A string of digits in base *b*, written (*a*_{n}*a*_{n − 1}. . . *a*_{3}*a*_{2}*a*_{1}*a*_{0})_{b}, represents the number *a*_{0}*b*^{0} + *a*_{1}*b*^{1} + *a*_{2}*b*^{2} + ⋯ + *a*_{n}*b*^{n}.

There are two ways to work with numbers in base b. The hard way: convert to base 10, apply the algorithms you already know for addition and multiplication, convert back.

The easy way: use the algorithms you already know for addition, multiplication, division, but remember that (10)_{b} stands for *b* and not 10.

We did examples with long addition. Long multiplication and division work the same way.

**Theorem**: for any *n* ≥ 1 and *b* ≥ 2, you can write *n* in base *b*. That is, there are digits *a*_{0}, *a*_{1}, ..., *a*_{k} such that (*a*_{k}*a*_{k − 1}. . . *a*_{2}*a*_{1}*a*_{0})_{b} = *n*.

**Note**: as with the division algorithm, the proof of this theorem contains the algorithm used to construct the base-b representation.

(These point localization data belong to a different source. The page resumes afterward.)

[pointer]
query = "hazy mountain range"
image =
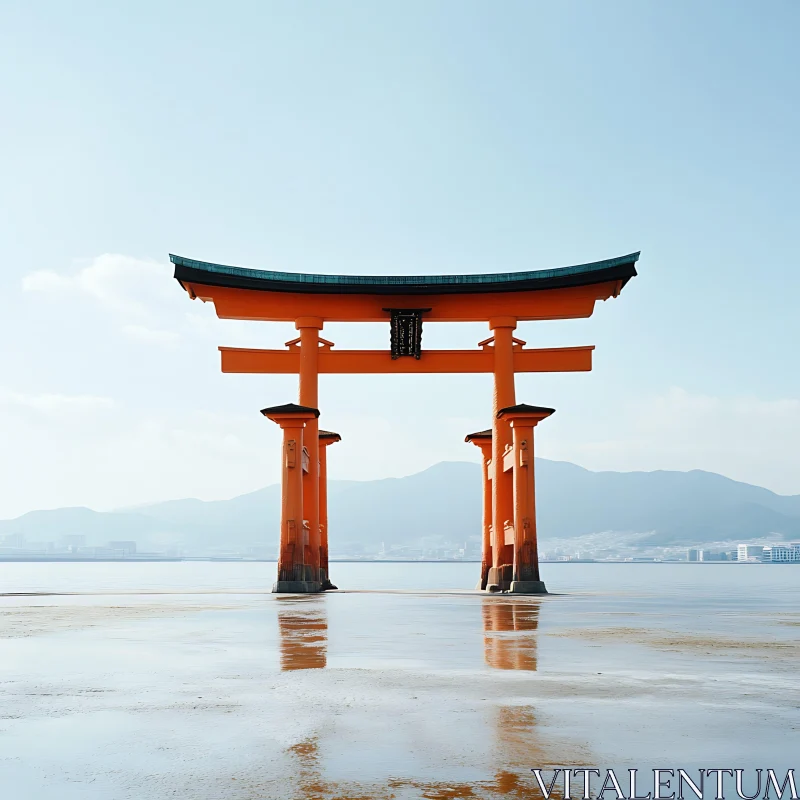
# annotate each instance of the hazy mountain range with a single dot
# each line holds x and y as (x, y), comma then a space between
(444, 501)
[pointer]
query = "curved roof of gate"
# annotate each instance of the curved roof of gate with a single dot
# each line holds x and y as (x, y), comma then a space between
(188, 270)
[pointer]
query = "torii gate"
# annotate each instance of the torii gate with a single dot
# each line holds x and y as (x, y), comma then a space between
(509, 553)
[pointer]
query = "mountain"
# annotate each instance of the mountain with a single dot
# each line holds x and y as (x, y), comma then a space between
(444, 503)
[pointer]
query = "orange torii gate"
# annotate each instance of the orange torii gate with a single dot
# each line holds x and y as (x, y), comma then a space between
(509, 554)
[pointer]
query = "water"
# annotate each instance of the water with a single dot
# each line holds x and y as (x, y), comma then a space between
(188, 679)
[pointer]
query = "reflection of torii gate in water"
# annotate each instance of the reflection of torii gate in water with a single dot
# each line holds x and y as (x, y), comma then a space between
(509, 554)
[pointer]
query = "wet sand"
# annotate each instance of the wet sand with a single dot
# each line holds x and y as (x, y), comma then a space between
(242, 694)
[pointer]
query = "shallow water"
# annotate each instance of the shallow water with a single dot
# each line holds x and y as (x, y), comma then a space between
(188, 679)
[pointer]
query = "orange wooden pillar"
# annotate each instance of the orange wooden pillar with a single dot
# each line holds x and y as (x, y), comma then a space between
(502, 484)
(483, 439)
(523, 419)
(326, 438)
(309, 328)
(293, 569)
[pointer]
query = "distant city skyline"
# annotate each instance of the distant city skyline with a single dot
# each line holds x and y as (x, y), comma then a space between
(400, 139)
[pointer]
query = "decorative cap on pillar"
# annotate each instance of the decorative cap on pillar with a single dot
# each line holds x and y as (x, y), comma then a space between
(290, 410)
(525, 413)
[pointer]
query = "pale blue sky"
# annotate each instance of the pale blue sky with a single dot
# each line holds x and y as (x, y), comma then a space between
(396, 138)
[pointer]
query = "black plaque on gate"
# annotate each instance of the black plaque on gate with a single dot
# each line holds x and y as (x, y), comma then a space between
(406, 328)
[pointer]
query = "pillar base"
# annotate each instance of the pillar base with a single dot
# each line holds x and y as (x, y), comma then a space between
(296, 587)
(528, 587)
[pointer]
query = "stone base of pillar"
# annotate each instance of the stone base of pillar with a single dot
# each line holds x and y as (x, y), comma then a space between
(296, 587)
(528, 587)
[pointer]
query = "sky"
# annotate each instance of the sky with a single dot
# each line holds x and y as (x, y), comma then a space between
(392, 138)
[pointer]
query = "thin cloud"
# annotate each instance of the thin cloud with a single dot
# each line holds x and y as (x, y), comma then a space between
(54, 403)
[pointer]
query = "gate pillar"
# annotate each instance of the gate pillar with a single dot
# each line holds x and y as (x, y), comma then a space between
(483, 439)
(326, 438)
(520, 463)
(295, 573)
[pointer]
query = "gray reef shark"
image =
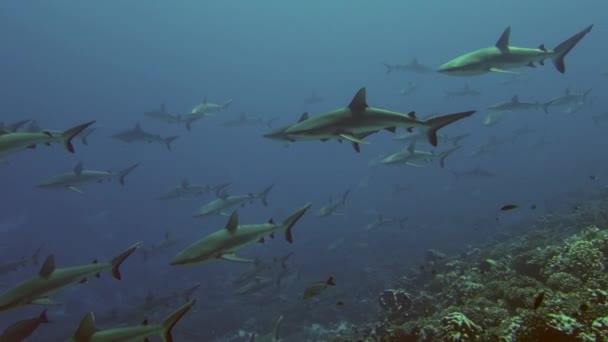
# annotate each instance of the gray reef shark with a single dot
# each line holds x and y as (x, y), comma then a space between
(51, 279)
(224, 243)
(502, 57)
(225, 202)
(137, 134)
(357, 121)
(11, 142)
(74, 179)
(414, 66)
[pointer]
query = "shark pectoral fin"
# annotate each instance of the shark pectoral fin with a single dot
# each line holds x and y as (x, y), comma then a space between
(503, 71)
(75, 189)
(353, 139)
(233, 257)
(45, 301)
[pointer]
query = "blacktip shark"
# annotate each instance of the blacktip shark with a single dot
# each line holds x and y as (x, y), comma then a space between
(414, 66)
(51, 279)
(224, 243)
(411, 87)
(411, 156)
(330, 208)
(514, 104)
(502, 57)
(466, 91)
(225, 202)
(313, 99)
(186, 190)
(11, 142)
(88, 332)
(79, 176)
(137, 134)
(357, 121)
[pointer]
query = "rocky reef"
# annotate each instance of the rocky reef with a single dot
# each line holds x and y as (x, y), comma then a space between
(546, 284)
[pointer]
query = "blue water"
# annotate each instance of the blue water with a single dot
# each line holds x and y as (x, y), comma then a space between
(67, 62)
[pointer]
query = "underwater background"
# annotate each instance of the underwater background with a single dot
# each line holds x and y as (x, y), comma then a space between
(447, 249)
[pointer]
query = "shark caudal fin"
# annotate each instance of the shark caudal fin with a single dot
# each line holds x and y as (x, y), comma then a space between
(262, 195)
(564, 48)
(120, 258)
(292, 219)
(169, 323)
(123, 174)
(71, 133)
(435, 124)
(169, 140)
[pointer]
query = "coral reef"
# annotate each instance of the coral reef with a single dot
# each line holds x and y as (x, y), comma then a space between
(493, 293)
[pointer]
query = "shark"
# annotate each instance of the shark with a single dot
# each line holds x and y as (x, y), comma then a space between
(358, 120)
(502, 57)
(313, 98)
(330, 208)
(88, 332)
(411, 87)
(79, 176)
(50, 279)
(466, 91)
(411, 156)
(186, 189)
(224, 243)
(414, 66)
(137, 134)
(514, 104)
(11, 142)
(272, 336)
(163, 115)
(570, 98)
(225, 202)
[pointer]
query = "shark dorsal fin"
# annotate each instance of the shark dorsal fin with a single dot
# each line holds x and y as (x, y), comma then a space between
(86, 329)
(303, 117)
(233, 222)
(78, 169)
(359, 101)
(503, 42)
(48, 267)
(185, 183)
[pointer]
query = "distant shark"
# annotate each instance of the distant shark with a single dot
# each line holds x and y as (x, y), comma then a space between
(11, 142)
(74, 179)
(224, 243)
(137, 134)
(357, 121)
(413, 66)
(502, 57)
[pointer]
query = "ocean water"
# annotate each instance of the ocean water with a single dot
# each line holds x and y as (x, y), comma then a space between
(65, 62)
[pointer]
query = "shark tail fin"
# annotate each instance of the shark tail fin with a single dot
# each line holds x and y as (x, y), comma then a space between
(85, 135)
(169, 140)
(388, 67)
(71, 133)
(292, 219)
(169, 323)
(436, 123)
(123, 174)
(262, 195)
(564, 48)
(120, 258)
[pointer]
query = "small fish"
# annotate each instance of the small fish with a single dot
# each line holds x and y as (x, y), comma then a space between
(317, 288)
(509, 207)
(539, 300)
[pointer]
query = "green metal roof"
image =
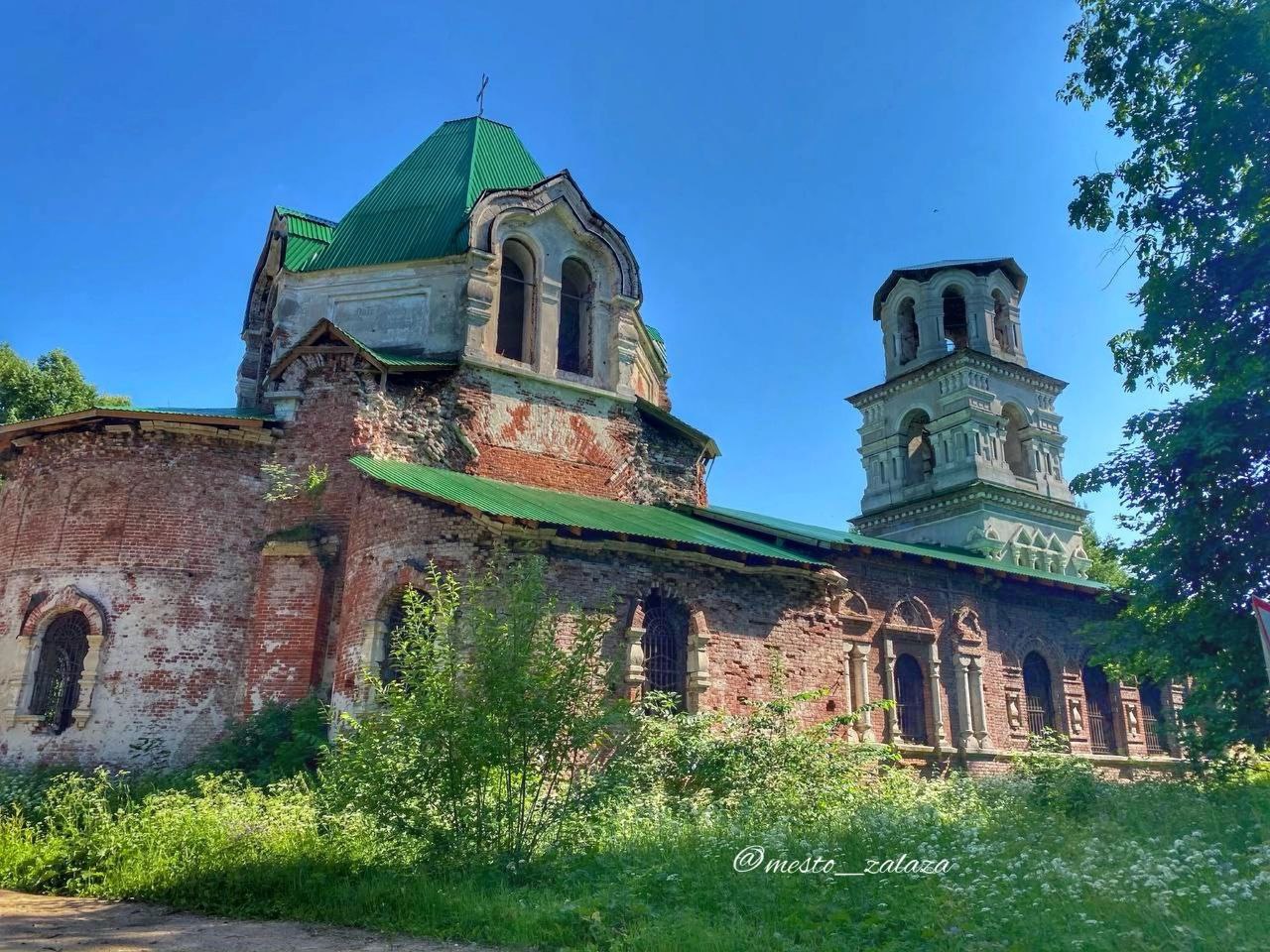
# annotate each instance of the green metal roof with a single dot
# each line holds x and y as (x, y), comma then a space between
(818, 536)
(421, 208)
(544, 506)
(308, 235)
(235, 412)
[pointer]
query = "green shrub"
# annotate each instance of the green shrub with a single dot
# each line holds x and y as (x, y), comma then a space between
(278, 742)
(485, 744)
(1058, 780)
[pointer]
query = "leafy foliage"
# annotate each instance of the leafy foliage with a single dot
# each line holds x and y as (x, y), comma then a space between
(277, 742)
(51, 386)
(1185, 80)
(486, 742)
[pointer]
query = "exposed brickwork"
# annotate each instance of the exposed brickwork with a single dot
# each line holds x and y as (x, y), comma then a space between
(217, 601)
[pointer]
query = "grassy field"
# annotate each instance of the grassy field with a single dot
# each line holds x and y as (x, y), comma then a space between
(1151, 866)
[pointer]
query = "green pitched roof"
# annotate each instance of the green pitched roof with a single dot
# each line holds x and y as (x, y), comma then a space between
(421, 208)
(544, 506)
(822, 537)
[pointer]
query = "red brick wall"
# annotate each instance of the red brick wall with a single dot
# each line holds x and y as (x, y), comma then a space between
(160, 531)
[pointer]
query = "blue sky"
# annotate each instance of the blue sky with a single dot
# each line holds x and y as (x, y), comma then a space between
(770, 164)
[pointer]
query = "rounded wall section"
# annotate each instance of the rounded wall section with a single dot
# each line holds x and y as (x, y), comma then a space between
(162, 531)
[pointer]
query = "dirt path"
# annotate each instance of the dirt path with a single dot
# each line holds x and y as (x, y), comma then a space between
(60, 923)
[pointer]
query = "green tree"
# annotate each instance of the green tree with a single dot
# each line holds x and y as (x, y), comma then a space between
(50, 386)
(486, 743)
(1188, 82)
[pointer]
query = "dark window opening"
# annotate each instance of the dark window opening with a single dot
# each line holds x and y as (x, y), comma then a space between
(1153, 721)
(572, 339)
(666, 648)
(1038, 693)
(920, 462)
(910, 701)
(910, 336)
(58, 674)
(953, 317)
(1097, 702)
(515, 294)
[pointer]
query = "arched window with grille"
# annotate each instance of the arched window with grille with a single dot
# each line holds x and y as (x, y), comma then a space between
(666, 647)
(1153, 722)
(55, 693)
(1038, 693)
(572, 340)
(515, 301)
(1097, 703)
(910, 699)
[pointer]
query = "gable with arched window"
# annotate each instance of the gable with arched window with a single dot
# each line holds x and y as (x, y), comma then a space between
(516, 291)
(1038, 693)
(572, 336)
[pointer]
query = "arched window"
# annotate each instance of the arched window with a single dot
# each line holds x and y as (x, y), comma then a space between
(953, 317)
(920, 452)
(63, 651)
(666, 647)
(910, 699)
(572, 343)
(910, 336)
(394, 629)
(1038, 693)
(515, 301)
(1001, 322)
(1152, 716)
(1016, 457)
(1097, 702)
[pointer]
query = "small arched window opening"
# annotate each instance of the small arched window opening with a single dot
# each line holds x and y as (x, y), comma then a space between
(1001, 322)
(572, 341)
(395, 629)
(953, 317)
(910, 336)
(920, 462)
(1152, 716)
(63, 651)
(1097, 702)
(1038, 693)
(666, 647)
(515, 301)
(910, 699)
(1016, 456)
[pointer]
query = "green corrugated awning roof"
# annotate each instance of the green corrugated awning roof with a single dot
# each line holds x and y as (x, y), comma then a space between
(567, 509)
(420, 209)
(820, 536)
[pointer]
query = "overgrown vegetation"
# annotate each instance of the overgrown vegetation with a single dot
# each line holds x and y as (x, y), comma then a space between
(1185, 84)
(497, 792)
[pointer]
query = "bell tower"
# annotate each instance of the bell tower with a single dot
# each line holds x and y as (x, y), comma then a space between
(960, 444)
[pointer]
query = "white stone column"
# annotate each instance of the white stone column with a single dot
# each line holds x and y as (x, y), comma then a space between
(965, 725)
(978, 710)
(860, 665)
(888, 679)
(937, 707)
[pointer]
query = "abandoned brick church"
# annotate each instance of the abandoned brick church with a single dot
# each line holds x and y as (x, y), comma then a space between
(465, 356)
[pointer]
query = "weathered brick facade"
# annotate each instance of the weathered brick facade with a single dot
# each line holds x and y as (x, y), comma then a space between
(197, 601)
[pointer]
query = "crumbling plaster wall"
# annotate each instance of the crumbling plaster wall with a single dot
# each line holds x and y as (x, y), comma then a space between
(160, 531)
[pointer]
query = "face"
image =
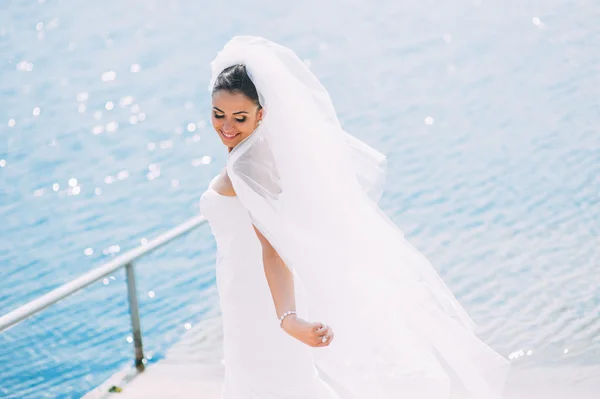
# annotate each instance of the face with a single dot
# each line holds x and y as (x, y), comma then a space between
(234, 117)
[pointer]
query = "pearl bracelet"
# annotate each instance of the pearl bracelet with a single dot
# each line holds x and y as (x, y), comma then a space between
(286, 314)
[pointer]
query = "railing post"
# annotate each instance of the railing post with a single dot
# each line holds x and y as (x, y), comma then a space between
(135, 317)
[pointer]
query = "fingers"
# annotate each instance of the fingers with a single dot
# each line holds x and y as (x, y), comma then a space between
(322, 331)
(329, 337)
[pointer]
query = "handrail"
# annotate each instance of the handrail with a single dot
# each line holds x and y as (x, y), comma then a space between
(126, 260)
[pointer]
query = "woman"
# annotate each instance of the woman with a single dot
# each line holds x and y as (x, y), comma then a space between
(301, 240)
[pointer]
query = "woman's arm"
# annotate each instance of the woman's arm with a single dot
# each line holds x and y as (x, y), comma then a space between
(281, 284)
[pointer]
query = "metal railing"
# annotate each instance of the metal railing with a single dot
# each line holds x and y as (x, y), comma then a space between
(126, 260)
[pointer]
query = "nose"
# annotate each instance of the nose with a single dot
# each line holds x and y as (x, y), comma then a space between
(227, 127)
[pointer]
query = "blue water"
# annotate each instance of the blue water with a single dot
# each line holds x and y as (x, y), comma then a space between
(488, 111)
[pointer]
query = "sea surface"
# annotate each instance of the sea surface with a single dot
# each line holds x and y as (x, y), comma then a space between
(488, 112)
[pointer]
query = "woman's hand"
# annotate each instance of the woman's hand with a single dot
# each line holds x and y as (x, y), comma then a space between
(309, 333)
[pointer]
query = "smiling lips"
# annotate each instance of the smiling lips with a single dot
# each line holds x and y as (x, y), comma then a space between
(228, 136)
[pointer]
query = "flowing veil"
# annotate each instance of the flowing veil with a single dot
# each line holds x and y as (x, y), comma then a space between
(312, 190)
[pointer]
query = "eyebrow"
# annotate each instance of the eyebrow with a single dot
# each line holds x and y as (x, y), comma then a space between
(235, 113)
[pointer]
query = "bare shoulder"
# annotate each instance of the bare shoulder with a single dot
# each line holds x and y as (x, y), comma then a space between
(223, 186)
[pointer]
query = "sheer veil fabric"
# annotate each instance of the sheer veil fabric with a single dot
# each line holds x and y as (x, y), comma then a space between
(312, 190)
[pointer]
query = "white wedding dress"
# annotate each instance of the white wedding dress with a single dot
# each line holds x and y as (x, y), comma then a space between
(261, 360)
(312, 190)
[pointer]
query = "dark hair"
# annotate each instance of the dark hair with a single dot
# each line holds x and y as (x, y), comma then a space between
(235, 79)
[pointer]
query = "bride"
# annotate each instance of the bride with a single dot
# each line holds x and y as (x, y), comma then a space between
(321, 295)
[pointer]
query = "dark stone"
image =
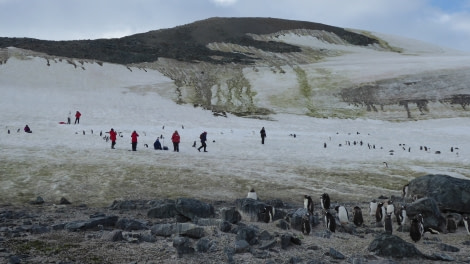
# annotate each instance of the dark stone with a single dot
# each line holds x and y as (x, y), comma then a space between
(430, 211)
(164, 230)
(268, 244)
(231, 215)
(451, 194)
(336, 254)
(39, 200)
(123, 205)
(113, 236)
(282, 224)
(131, 224)
(386, 245)
(92, 224)
(225, 226)
(203, 244)
(265, 235)
(250, 208)
(249, 234)
(286, 240)
(448, 248)
(164, 210)
(183, 245)
(192, 208)
(64, 201)
(189, 230)
(38, 229)
(241, 246)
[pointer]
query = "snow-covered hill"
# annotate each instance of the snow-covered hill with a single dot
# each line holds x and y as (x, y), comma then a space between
(350, 158)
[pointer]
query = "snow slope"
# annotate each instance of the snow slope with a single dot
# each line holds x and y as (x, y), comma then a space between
(75, 162)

**Proof**: by strong induction on *n*. In the base case, we can choose *a*_{0} = 1. Then since *b* > 1, *b* > *a*_{0}, and *n* = *a*_{0} = (*a*_{0})_{b}.

For the inductive step, assume that any number *k* < *n* can be written in base *b*. We wish to write *n* in base *b*. To do so, use Euclidean division to write *n* = *q**b* + *r*. Let *a*_{0} = *r*. By the inductive hypothesis, we can write *q* in base *b*: *q* = (*a*_{l}ʹ*a*_{l − 1}ʹ. . . *a*_{2}ʹ*a*_{1}ʹ*a*_{0}ʹ) (we have to check that *q* < *n*, but this is true).

It turns out that these digits of *q* are also the higher digits of *n*. That is, *a*_{1} = *a*ʹ_{0} and *a*_{2} = *a*ʹ_{1} and so on. To check this, we know:

*q* = ∑ _{i = 0}^{l}*a*_{i}ʹ*b*^{i}

We also know that *n* = *q**b* + *r*, so

*n* = *q**b* + *r* = *b*(∑ _{i = 0}^{l}*a*_{i}ʹ*b*^{i}) + *r* = *a*_{0} + ∑ _{i = 0}^{l}*a*_{i}ʹ*b*^{i + 1} = *a*_{0} + ∑ _{i = 0}^{l}*a*_{i + 1}*b*^{i + 1}

By changing *i* to *k* − 1 in the summation this becomes

*n* = *a*_{0} + ∑ _{k = 1}^{l + 1}*a*_{k}*b*^{k} = ∑ _{k = 0}^{l + 1}*a*_{k}*b*^{k}

which shows that (*a*_{i}) is the base *b* representation of *n*.

**Note**: we stated (but did not prove) that the base *b* representation is unique (just as quotient and remainder are), this is a good exercise. It follows directly from the uniqueness of the quotient and remainder.